Me encantaría que quienes atestiguan esos episodios reaccionen de manera más diligente. Que en lugar de pararse a mirar con la boca abierta, tomen partido por la persona afectada y la defiendan y llamen a la policía. Esa solidaridad nos hará un mejor país. Sin embargo, en ninguno de los casos que vemos en las redes los testigos actúan, salvo quien saca el celular para elevar el hecho al tribunal de las redes. Con todo su salvajismo «callejero», las redes sociales han facilitado la difusión de la evidencia del racismo y de la consiguiente indignación, pero no han resuelto nada porque su papel no es ese. La solución de un problema tan terrible solo puede ser política.

Tu libro da herramientas al cholo. ¿Te interesa hacer ese tipo de pedagogía con el choleador? ¿Es el discriminado quien debe enseñar al discriminador?

La escuela y los medios nos enseñan a los cholos a asumir la culpa de los males del país: somos informales, marginales, ignorantes. Terrible. ¿Por qué, además de liberarnos de esta mentalidad, los discriminados tenemos que ilustrar al que nos discrimina? La respuesta la han encontrado las mujeres en su lucha: el macho no admitirá su privilegio porque negarlo (o no verlo) es la base de su reinado. Educar al discriminador (así sea a cocachos) es quitarle poder.

Una gran elección poner en la portada a la chola de Claudia Coca. ¿Qué puede hacer un cholo por las cholas?

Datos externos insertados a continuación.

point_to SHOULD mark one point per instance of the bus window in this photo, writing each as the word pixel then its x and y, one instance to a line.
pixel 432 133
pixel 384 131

Claudia Coca es lo máximo. Está trabajando sobre el tema desde mucho antes y con una claridad que ya quisiéramos muchos escritores. Como todo varón, el cholo tiene que empezar reconociendo su propio machismo. No hay posición más falsa que la del macho que proclama no ser machista. Esa es la actitud perfecta para, enseguida, decir que se trata de un problema que le corresponde resolver a otros o a otras. Me cuesta muchísimo –a diario– darme cuenta de cuán machista soy. Pero esto tampoco resuelve mucho. Lo difícil es construir la igualdad en casa. Al monstruo del machismo –como al del racismo– hay que comenzar matándolo en casa. Duele.